Ao lado dessas atitudes - tomadas pelas elites da época -, dá-se a grande migração europeia, em consequência sobretudo da Segunda Revolução Industrial quando, por causa dos cereais que chegavam dos Estados Unidos e do Canadá, boa parte dos homens do campo, que representavam 80% da população, viraram inúteis, um peso para a sociedade, que conseguiu se livrar deles encaminhando-os para as colônias ou ex-colônias.

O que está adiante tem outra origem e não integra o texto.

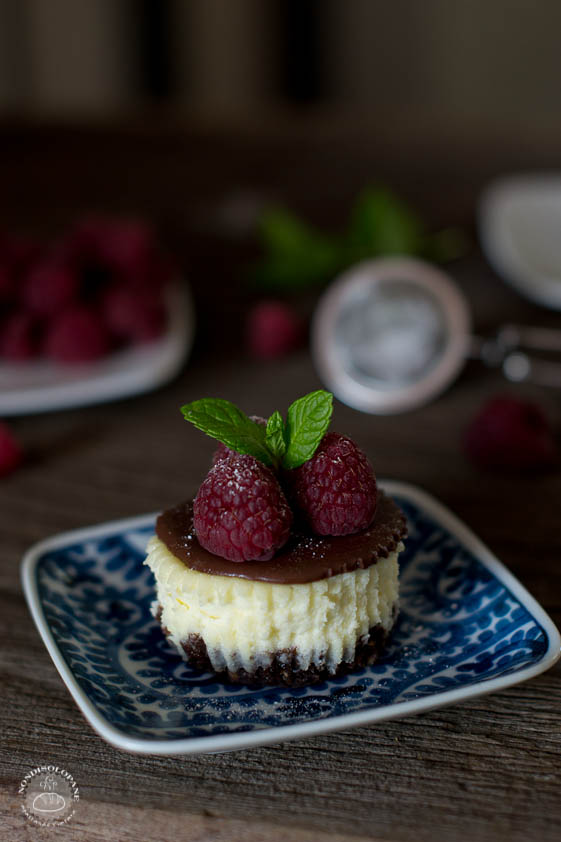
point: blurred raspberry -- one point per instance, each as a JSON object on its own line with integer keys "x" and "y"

Essa gente rejeitada foi capaz, porém, ao longo de duas, três gerações, de transformar ambientes selvagens em áreas que hoje podem competir com o primeiro mundo de antigamente. Especificamente falando da América Latina, depois dos colonizadores espanhóis e portugueses, a etnia italiana é a mais presente, com cerca de 50 milhões de oriundos somente entre Brasil e Argentina. Considerando só o Brasil, a contribuição que os italianos deram à construção do país de hoje é, sem dúvida, relevante. Para entender melhor o que isso significa, para quem nunca visitou o país, vale a pena conhecer alguns nomes importantes dos meios industrial e cultural brasileiros, entre italianos migrantes e descendentes.

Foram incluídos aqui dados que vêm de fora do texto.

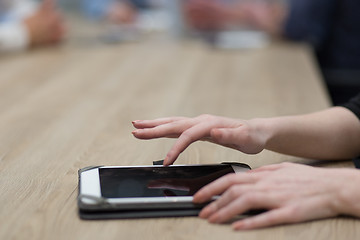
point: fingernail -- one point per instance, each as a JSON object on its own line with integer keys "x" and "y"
{"x": 214, "y": 219}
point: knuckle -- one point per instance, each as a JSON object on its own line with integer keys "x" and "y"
{"x": 234, "y": 191}
{"x": 187, "y": 136}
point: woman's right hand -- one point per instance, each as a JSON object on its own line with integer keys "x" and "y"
{"x": 242, "y": 135}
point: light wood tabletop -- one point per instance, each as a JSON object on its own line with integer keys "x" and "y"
{"x": 70, "y": 107}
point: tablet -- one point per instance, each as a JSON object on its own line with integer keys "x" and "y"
{"x": 117, "y": 188}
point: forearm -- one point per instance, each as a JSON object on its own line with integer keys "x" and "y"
{"x": 329, "y": 134}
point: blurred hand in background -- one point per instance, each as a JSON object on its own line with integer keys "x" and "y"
{"x": 46, "y": 26}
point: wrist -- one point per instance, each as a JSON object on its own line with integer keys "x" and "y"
{"x": 264, "y": 130}
{"x": 347, "y": 195}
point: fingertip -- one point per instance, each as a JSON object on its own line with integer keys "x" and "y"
{"x": 216, "y": 134}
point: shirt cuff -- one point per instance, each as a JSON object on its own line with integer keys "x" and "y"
{"x": 14, "y": 36}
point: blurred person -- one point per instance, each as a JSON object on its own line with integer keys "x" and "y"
{"x": 115, "y": 11}
{"x": 330, "y": 26}
{"x": 290, "y": 192}
{"x": 24, "y": 25}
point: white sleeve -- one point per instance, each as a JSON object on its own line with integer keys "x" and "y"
{"x": 14, "y": 36}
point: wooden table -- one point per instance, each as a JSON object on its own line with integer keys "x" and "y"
{"x": 66, "y": 108}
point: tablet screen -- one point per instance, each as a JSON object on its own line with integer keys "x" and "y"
{"x": 155, "y": 181}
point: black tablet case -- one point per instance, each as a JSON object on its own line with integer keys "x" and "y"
{"x": 93, "y": 213}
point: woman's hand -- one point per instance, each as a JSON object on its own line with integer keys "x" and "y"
{"x": 290, "y": 192}
{"x": 238, "y": 134}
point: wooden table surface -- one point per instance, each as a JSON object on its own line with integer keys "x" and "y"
{"x": 66, "y": 108}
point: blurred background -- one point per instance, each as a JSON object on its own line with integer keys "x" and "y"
{"x": 325, "y": 25}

- Francisco Matarazzo: chegou sem nada em 1881 e morreu em 1937, sendo proprietário de 365 empresas;
- Abramo Eberle: metalurgia, maior fábrica brasileira e da América Latina no setor, em sua época;
- Alessandro Lorenzetti: fábrica hidráulica brasileira;
- Paulo Bellini: Marcopolo, uma das maiores fábricas mundiais de ônibus;
- Raul Randon: caminhões e vagões ferroviários, uma das maiores da América Latina;
- Valentin Tramontina: talheres, panelas, fornos, etc;
- Vincenzo Filizola: balanças;
- Mario Dedini: siderurgia, relevante fábrica mundial na produção de fornos para indústria açucareira;
- João Bottene: siderurgia, construtor de uma locomotiva no Brasil (para Morganti, importante cultivador de açúcar no estado de São Paulo - Refinadora Paulista);
- Rodolfo Crespi: têxtil, grande fábrica brasileira de algodão;
- Luigi Papaiz: fábrica de chaves e esquadrias;
- Attilio Fontana: fundador da Sadia, já o quinto grupo alimentar mundial;
- Mario Silvestrini: fundador da Catupiry;
- Carlo Bauducco: produtor mundial de panetone;
- Geremia Lunardelli: conhecido como "o imperador do café", produtor de café;
- Miolo e Salton: grandes vinícolas do Brasil;
- Antonio Ometto: patriarca da família que hoje, através da Cosan, administra a uma extensa propriedade brasileira, com 1,5 milhão de hectares e uma das maiores produtoras mundiais de açúcar;
- Tranquillo Giannini: grande fábrica de instrumentos musicais da América Latina;
- Victor Civita: fundador da Editora Abril;
- Humberto Mauro: cineasta, um dos pioneiros do cinema no Brasil;
- Adoniran Barbosa (João Rubinato): um dos mais admirados sambistas de São Paulo;
- Luiz Bonfà: autor das músicas do premiado filme “Orfeu Negro”;
Em homenagem a Verona:
- Luigi Caloi, de Erbè, de Verona: fábrica de bicicletas, uma das maiores da América Latina;
- Giuseppe Todeschini, de Arcole, Verona: primeira fábrica de massas em Curitiba e já a maior do estado do Paraná;
- Herson Capri, ator, neto de imigrante oriundo de Sanguinetto, Verona: protagonista da primeira versão da novela “Os Imigrantes” e de muitos outros trabalhos;
Claro que o elenco seria muito mais extenso, mas o tempo disponível já se esgotou”.